I have an App_SheetChange() handler in an add-in that does some processing as modify their spreadsheets.

I've already optimized the handler to only perform the processing if the user's update happens within the range that the processing is dependent on (only one column).

But when users delete rows or insert rows, I don't need my routine to run.

How can I somehow detect that the change that resulted in the call to App_SheetChange() was simply inserting/deleting a row, or in some other way ensure that inserting/deleting rows doesn't call App_SheetChange() in the first place (which seems a bit heavy-handed)?

One potentially-important caveat: the code has to live within the add-in, I can't add macro code to individual workbooks.

+2  A: 

I can't think of any way to do it.

Maybe you could use a workaround, say, to check whether UsedRange, or CurrentRegion, or some named range lost a column/row since last App_SheetChange.

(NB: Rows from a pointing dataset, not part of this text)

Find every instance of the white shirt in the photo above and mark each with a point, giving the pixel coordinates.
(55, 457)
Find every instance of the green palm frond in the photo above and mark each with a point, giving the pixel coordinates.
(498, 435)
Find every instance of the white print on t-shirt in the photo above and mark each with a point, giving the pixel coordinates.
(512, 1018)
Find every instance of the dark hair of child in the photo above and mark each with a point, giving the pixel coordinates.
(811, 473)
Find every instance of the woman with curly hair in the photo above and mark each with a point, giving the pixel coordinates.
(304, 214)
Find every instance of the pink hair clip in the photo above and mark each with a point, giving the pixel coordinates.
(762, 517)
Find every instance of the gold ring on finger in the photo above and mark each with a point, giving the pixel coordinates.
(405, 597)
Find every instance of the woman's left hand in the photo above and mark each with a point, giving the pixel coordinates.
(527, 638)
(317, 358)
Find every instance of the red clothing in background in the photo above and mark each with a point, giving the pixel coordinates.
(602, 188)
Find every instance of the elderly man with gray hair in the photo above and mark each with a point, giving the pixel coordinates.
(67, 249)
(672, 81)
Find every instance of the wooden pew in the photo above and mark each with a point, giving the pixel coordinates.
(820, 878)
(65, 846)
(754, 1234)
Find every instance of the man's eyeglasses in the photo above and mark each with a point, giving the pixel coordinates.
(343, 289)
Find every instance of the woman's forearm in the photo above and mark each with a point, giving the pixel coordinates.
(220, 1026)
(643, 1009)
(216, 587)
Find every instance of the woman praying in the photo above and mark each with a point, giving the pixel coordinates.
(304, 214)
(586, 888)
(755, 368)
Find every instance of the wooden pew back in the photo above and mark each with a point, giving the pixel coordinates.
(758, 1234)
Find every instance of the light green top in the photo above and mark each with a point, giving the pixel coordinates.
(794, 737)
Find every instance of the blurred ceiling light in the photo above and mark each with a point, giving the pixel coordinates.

Or maybe, you could set the .ID of each cell in the column to the address of that same cell, and if on an App_SheetChange the Application.Intersect(your_column, Target).ID doesn't represent the actuall address of the Application.Intersect(your_column, Target), then a deletion (insertion) has happened, and instead of running your macro you should update the .ID property of each cell in the column again.

GSerg
Yeah, same here. You can initialize a global variable of the `range("yournamedrange").row.count` and on `app_sheetchange()` look to see if has expanded/contracted with another count of `range("yournamedrange").row.count`. if it has, do nothing, otherwise, do your thing.